Northern Illinois junior punter Josh Wilber kicked a career-long 57-yard punt in Saturday’s 34-31 loss. After the game, the tattooed junior college transfer talked with the Daily Chronicle’s Jon Styf. Here is the edited transcript.
Did you feel a little bit for Idaho punter Bobby Cowan when the rush came after him?
Right when our line jumped off, I knew it was going to be blocked, just because of how bad we needed to get the ball back. We’ve been working on that all week. It’s something I feel for because earlier in practice that’s the block that hurt my foot earlier this year.
What do you do in a moment like that when the rush comes at you?
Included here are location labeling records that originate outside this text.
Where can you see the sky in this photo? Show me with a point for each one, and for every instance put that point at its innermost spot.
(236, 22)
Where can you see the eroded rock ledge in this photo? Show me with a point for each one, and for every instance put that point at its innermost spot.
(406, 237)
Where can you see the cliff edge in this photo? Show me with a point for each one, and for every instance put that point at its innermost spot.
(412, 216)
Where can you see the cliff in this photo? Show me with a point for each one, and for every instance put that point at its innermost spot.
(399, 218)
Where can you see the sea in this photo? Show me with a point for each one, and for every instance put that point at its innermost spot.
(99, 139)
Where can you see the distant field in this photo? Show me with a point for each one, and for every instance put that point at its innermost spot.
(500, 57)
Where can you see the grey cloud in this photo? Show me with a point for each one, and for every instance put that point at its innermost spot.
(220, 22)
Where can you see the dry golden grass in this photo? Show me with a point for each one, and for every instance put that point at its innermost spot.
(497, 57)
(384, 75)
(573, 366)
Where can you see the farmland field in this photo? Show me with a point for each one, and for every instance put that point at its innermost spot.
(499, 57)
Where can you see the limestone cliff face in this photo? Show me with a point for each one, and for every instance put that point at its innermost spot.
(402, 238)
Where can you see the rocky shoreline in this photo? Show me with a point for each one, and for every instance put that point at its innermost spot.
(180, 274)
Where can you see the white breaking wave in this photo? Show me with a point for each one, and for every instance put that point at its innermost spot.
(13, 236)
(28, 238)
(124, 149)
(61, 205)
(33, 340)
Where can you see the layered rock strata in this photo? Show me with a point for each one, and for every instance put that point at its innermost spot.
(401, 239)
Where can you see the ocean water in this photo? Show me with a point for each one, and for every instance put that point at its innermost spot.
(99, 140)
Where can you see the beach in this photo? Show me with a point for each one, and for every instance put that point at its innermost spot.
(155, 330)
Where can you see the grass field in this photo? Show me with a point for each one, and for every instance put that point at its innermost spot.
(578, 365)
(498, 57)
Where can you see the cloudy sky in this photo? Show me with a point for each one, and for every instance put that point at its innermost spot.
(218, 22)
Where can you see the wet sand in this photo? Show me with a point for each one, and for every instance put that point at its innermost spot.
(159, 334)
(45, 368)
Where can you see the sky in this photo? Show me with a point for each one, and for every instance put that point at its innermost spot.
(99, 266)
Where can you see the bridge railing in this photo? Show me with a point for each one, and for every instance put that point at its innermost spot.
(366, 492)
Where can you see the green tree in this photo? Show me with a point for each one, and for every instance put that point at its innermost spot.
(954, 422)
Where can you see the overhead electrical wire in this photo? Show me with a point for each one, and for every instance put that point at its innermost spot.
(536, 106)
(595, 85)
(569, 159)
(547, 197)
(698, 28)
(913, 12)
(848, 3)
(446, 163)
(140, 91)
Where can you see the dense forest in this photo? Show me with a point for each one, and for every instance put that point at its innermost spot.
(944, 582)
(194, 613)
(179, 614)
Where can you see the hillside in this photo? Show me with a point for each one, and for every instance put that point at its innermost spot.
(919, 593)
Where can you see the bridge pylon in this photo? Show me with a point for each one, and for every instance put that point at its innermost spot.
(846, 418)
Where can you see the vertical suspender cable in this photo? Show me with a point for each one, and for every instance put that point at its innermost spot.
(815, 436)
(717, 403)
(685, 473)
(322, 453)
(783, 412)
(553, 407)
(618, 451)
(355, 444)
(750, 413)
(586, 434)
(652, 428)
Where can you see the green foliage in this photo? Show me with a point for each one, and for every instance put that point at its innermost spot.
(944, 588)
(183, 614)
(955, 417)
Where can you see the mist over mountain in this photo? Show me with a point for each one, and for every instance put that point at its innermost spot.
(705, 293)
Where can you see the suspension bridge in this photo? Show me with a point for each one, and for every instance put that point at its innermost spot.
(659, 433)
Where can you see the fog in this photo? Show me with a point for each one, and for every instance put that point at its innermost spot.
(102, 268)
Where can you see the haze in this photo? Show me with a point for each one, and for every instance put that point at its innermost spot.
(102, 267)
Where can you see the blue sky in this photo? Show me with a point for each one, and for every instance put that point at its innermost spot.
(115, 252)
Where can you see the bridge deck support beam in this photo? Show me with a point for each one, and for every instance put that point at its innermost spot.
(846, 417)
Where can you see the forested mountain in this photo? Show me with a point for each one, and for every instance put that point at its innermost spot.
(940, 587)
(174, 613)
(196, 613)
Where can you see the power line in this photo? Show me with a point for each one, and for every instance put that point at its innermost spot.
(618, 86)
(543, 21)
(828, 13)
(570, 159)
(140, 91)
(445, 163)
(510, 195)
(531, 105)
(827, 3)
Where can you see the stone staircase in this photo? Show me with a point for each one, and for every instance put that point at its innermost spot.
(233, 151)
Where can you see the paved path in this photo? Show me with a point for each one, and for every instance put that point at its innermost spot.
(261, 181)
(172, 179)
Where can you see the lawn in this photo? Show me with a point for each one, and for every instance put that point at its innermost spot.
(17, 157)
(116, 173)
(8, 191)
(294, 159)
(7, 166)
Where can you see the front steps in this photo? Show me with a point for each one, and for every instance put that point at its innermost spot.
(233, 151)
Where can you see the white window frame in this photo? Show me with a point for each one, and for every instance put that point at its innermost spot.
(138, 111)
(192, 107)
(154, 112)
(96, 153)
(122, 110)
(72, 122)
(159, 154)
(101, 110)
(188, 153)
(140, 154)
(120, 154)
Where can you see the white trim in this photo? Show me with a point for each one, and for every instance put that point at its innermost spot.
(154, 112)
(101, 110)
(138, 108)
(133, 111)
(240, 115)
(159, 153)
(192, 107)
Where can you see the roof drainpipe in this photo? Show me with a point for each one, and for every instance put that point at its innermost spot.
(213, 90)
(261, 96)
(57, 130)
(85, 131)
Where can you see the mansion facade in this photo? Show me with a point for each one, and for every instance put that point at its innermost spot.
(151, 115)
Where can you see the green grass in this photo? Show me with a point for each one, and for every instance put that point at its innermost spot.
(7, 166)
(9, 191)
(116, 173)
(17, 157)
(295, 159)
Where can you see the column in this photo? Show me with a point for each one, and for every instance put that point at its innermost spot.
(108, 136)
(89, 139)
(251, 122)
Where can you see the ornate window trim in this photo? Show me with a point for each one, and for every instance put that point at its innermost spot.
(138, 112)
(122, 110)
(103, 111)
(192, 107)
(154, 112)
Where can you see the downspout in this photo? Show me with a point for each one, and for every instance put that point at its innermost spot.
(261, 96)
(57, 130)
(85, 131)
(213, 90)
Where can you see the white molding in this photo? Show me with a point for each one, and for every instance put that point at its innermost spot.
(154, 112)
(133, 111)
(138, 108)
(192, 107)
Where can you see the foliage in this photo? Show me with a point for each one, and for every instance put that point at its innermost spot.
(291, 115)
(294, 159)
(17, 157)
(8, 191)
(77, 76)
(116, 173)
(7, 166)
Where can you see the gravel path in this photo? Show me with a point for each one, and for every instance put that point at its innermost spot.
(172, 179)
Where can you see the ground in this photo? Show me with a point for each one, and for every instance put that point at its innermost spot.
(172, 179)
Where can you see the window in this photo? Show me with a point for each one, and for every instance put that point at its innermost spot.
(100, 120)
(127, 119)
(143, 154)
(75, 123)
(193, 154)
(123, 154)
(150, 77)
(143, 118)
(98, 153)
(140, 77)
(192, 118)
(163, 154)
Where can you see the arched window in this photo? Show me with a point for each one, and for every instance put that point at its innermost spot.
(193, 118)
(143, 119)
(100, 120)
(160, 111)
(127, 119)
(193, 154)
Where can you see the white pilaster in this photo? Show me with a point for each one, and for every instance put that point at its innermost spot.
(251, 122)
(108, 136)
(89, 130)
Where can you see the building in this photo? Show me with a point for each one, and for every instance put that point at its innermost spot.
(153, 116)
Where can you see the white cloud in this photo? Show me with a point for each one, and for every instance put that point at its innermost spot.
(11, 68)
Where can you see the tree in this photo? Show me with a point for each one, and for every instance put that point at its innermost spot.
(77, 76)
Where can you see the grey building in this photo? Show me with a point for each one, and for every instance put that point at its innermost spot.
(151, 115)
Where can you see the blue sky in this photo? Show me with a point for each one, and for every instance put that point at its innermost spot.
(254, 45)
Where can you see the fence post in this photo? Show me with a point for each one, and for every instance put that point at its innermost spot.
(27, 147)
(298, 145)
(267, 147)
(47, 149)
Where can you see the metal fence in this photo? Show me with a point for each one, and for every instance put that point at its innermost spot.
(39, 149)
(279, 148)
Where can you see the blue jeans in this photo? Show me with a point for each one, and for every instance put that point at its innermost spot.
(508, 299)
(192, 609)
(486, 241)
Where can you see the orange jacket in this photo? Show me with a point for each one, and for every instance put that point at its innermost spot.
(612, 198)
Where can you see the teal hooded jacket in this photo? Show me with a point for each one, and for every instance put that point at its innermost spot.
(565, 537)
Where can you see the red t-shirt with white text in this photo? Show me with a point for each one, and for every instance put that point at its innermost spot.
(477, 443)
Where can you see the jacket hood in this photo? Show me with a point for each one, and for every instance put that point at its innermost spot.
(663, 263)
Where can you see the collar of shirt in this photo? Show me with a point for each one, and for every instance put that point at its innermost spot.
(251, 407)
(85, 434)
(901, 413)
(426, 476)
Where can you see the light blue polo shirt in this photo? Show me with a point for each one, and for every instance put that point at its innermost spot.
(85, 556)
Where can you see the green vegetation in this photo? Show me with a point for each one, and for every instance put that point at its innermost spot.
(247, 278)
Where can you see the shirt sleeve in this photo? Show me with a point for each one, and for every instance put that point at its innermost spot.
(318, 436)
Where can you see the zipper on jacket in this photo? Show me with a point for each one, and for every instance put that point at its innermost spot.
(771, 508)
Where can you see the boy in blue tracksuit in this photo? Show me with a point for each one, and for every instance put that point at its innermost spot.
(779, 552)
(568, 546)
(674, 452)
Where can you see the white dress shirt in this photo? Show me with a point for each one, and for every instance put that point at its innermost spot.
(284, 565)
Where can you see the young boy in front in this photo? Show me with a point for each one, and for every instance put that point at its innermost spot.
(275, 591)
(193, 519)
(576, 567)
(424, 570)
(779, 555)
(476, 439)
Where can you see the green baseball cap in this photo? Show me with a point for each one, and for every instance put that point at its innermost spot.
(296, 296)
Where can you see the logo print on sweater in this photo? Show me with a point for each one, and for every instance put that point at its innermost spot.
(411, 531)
It was a mistake by their line because they didn’t block anyone and we just ran through them up the middle. What you try to do is just focus and swing through, but if it’s that close sometimes you can notice it and turn and kind of do a rugby punt.
What’s the transition been like coming to NIU from Phoenix College?
It’s a lot faster and in junior college they just told me to kick it. Here, you have to angle it and it’s all about placement.
Do teams rush the punt differently here?
The rush is just a lot quicker.
Why did you decide to come here from Arizona?
My uncle used to teach at NIU and my mother is from Chicago. She’s been out in Arizona, but I talked to NIU and a couple other schools and NIU made me feel like they wanted me the most and I also had some family here. Since I started to come here within a week of my decision, I had some family to help me out.
You were in the Marines before college, how long were you in?
I was in for a little over three years. I was a crew chief on a helicopter and I did training.
How does that help you in football?
The mentality and ability to concentrate when you’re getting yelled at all the time. You get stronger. I get a lot of criticism in practice and I take their orders. When I get yelled at, I don’t just curl up in a ball, I keep going and just make myself better.
The coaching staff here likes to be tough on the kickers and special teams. What is that like?
I love it, because in junior college I came to practice by myself and no one helped me out. Here, they yell and help us and it’s criticism that I can take and it makes me better.
You were a linebacker in high school. You had a chance to make a play on your second punt [Saturday], did the instincts come right back?
I miss hitting, but now I’m older and 24. Today, when he was returning the ball he had two lead blockers, so I went up and hit one of the blockers into the returner and that’s how we made the tackle. My focus was just to stop him.